In 1990, he was awarded Wayland's Alumni Achievement Award. In November, 2010 Wayland bestowed upon Patterson, the title of President Emeritus and Honorary Trustee. Ruth Patterson was also honored as an Honorary Graduate at the same time for her dedication to the Academy and its students.
Patterson had attended Wayland Academy as a student from 1936 to 1940 excelling as a letterman in football, basketball and track, as well as participating in drama, choir and student government. Following graduation, he attended the University of Wisconsin from 1941-1945 where he again, ran track, played basketball and captained the 1944 and 1945 Badger's basketball team. In 1944, "Radar Ray" was a First Team All Big 10 and College All American finishing second, to George Mikan, in Big 10 scoring. While at the University of Wisconsin, Ray met Ruth Eloise Gould of Crivitz, Wisconsin. They were married in 1945 upon Ruth's completion of her bachelor's degree. He was then drafted into the service and served by training soldiers in Florida. In 1946, he returned to complete his undergraduate degree at UW playing professional basketball for the Oshkosh All-Stars, Sheboygan Redskins and Midland's Dow Chemical in the NBL, a precursor to the NBA. He later earned a master's degree and also did doctoral work at UW. In recognition of his many accomplishments, Patterson was inducted into the University of Wisconsin's Sports Hall of Fame on September 7th, 2001.
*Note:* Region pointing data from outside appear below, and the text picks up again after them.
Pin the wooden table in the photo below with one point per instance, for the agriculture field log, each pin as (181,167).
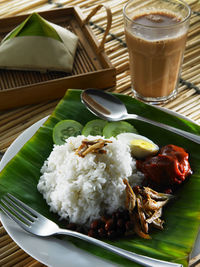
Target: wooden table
(15,121)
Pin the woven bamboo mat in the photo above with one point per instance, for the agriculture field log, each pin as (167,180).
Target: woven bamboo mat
(13,122)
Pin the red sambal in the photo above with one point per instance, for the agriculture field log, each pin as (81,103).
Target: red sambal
(167,169)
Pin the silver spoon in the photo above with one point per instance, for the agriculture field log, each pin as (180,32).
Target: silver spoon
(109,107)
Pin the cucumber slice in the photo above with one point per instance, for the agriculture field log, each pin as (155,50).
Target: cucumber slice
(65,129)
(117,127)
(94,127)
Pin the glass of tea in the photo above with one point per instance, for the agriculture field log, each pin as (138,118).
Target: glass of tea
(156,33)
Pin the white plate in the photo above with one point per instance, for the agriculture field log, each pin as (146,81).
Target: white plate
(51,251)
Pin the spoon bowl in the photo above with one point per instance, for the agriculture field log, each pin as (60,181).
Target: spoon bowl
(104,105)
(109,107)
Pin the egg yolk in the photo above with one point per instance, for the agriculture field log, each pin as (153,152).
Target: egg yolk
(142,144)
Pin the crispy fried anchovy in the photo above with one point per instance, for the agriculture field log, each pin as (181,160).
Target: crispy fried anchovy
(130,197)
(151,204)
(158,223)
(142,216)
(137,227)
(94,146)
(145,208)
(155,215)
(155,195)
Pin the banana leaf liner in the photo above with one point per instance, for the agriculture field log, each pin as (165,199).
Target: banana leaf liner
(182,215)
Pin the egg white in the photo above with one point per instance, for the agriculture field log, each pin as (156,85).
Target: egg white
(138,151)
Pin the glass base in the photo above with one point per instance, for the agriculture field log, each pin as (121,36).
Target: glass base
(155,100)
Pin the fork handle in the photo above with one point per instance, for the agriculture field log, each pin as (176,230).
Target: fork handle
(143,260)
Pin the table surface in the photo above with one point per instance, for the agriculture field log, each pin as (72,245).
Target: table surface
(15,121)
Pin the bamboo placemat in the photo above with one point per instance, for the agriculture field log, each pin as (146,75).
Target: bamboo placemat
(13,122)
Throughout his life, Ray enjoyed his wife, children, and grandchildren, as well as, music, poetry, philosophy, humor and a good scotch. His indomitable spirit lives on in the lives of all those he touched in his amazing life.
Ray is survived by his wife of 66 years, Ruth Eloise Gould Patterson, sons Ray (Pat) Patterson III, Steve Patterson, Elizabeth A. Graham, Margaret (Peg) Barnes, Pete T. Patterson and nine grandchildren.
A memorial for family and friends celebrating Ray's life will be held on Saturday, September 10, 2011 between the hours of 5pm and 9 pm at La Colombe D'Or (Grand Salon) 3410 Montrose, Houston, Texas 77006.
In lieu of flowers donations may be made to Wayland Academy in care of "The Raymond A & Ruth E Patterson Scholarship Fund". Office of Trent Jackson, Wayland Academy, 101 North University Avenue, Beaver Dam, Wisconsin 53916.